Verzweifelt versuchte ich ihn von mir zu schieben, indem ich unter ihm zappelte und mit den Füßen nach ihm zu treten versuchte.
Doch es war zwecklos, er war einfach zu stark für mich.
Also fügte ich mich meinem Schicksal und erwiderte seinen Kuss.
Ich schloss meine Augen und spürte, wie mir heiße Tränen über die Wange liefen, ehe sie im Kissen verschwanden.
Es war zum verrückt werden, denn obwohl ich es eigentlich nicht zulassen durfte, den Kuss nicht genießen durfte weil es falsch war, tat ich es dennoch.
Leidenschaftlich und voller Hingabe erwiderte ich den Kuss des Fremden und genoss es, wie seine weichen, kühlen Lippen sich auf den meinen Bewegten und in mir erwachte mein ganzes Verlangen nach ihm, nach seiner Nähe, seinem Körper und ich wusste ich hatte mich schon lange danach gesehnt, dass mich jemand so berührte, mich so küsste und mir das Gefühl gab, richtig begehrt zu werden.
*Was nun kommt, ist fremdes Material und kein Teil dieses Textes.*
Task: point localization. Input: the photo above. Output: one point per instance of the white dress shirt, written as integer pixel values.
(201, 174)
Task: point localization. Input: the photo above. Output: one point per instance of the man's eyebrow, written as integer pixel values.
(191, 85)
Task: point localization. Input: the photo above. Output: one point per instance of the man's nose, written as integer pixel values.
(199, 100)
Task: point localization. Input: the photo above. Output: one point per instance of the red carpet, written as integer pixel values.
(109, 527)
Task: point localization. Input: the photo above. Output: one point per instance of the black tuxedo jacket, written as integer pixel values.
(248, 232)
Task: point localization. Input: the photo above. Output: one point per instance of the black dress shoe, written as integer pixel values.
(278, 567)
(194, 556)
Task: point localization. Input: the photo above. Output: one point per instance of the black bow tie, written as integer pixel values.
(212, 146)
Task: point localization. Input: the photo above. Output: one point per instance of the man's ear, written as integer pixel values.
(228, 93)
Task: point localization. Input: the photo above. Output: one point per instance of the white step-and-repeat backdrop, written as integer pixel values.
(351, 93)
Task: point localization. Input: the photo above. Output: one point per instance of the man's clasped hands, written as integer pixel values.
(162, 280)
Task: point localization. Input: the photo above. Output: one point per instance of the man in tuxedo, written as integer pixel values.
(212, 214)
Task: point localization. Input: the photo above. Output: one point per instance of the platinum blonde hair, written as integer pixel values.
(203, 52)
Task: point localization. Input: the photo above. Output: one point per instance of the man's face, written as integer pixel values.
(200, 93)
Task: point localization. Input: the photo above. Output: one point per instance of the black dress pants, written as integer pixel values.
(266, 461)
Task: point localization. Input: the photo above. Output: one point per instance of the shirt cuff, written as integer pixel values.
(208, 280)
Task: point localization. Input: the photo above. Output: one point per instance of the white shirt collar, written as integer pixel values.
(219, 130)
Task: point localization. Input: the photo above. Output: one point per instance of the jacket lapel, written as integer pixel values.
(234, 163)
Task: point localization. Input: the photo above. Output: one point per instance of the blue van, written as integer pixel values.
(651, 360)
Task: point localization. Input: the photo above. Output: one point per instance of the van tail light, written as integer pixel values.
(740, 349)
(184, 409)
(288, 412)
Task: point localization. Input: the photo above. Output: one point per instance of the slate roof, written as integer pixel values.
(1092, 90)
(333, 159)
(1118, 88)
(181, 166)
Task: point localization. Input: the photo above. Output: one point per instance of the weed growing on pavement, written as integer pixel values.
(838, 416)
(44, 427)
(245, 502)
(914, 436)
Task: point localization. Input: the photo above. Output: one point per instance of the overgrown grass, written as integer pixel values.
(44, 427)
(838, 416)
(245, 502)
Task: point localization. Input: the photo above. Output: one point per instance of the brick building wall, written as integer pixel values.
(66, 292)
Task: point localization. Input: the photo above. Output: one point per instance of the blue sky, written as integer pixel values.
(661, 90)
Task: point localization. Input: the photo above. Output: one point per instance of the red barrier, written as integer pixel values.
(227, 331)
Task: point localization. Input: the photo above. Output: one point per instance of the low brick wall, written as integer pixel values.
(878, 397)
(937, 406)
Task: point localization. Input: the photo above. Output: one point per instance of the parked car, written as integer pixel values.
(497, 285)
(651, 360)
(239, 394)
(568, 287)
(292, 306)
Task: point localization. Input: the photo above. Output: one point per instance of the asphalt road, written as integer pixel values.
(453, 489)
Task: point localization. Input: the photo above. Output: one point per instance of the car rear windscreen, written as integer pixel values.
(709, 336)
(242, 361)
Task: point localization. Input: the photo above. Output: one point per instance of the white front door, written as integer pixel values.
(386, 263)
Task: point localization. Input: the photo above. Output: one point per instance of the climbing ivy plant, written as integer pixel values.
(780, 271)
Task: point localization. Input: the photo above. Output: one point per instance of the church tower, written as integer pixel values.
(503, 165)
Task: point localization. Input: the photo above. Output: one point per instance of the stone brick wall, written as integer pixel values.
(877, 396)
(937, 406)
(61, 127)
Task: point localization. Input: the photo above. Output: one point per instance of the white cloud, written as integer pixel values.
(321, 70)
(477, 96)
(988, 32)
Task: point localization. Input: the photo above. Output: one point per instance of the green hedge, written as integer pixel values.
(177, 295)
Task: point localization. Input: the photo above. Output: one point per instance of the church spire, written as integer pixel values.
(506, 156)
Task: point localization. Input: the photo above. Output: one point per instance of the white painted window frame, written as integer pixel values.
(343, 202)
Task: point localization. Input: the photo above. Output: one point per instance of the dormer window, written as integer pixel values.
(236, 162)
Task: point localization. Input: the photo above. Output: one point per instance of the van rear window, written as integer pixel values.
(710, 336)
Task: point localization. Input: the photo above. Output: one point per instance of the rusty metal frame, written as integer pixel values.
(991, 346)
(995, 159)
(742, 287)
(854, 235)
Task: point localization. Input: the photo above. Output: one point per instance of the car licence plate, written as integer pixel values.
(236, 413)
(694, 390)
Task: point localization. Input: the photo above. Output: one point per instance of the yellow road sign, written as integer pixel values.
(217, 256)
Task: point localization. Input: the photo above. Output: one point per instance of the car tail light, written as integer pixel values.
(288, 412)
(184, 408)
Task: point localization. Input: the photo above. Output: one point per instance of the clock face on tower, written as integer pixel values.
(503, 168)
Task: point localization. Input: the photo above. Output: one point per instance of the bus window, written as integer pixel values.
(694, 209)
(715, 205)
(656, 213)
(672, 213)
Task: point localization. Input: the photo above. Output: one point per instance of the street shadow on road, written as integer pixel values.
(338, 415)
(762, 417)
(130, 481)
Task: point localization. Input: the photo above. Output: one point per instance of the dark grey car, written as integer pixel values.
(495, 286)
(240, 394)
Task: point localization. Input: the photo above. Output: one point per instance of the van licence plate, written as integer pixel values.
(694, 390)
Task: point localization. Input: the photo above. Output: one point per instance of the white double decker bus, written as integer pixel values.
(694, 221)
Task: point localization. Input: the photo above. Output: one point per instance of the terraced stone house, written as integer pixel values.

‚Du bist wunderschön Melina!’, hörte ich ihn in meinem Kopf. ‚Es wäre schade, wenn ich dein Leben auslösche. Und doch müsste ich es eigentlich tun. Schließlich bin ich ein Monster, eine abscheuliche Bestie, die den Tod bringt!’
„Nein!“, flüsterte ich an seinen Lippen. „Nein, dass bist du nicht. Wehre dich dagegen, wenn du das nicht sein willst, wofür du dich hältst. Du kannst es schaffen, wenn du es wirklich willst.“
Sanft löste ich mich aus seinem Griff und strich ihm mit der einen Hand über die Wange.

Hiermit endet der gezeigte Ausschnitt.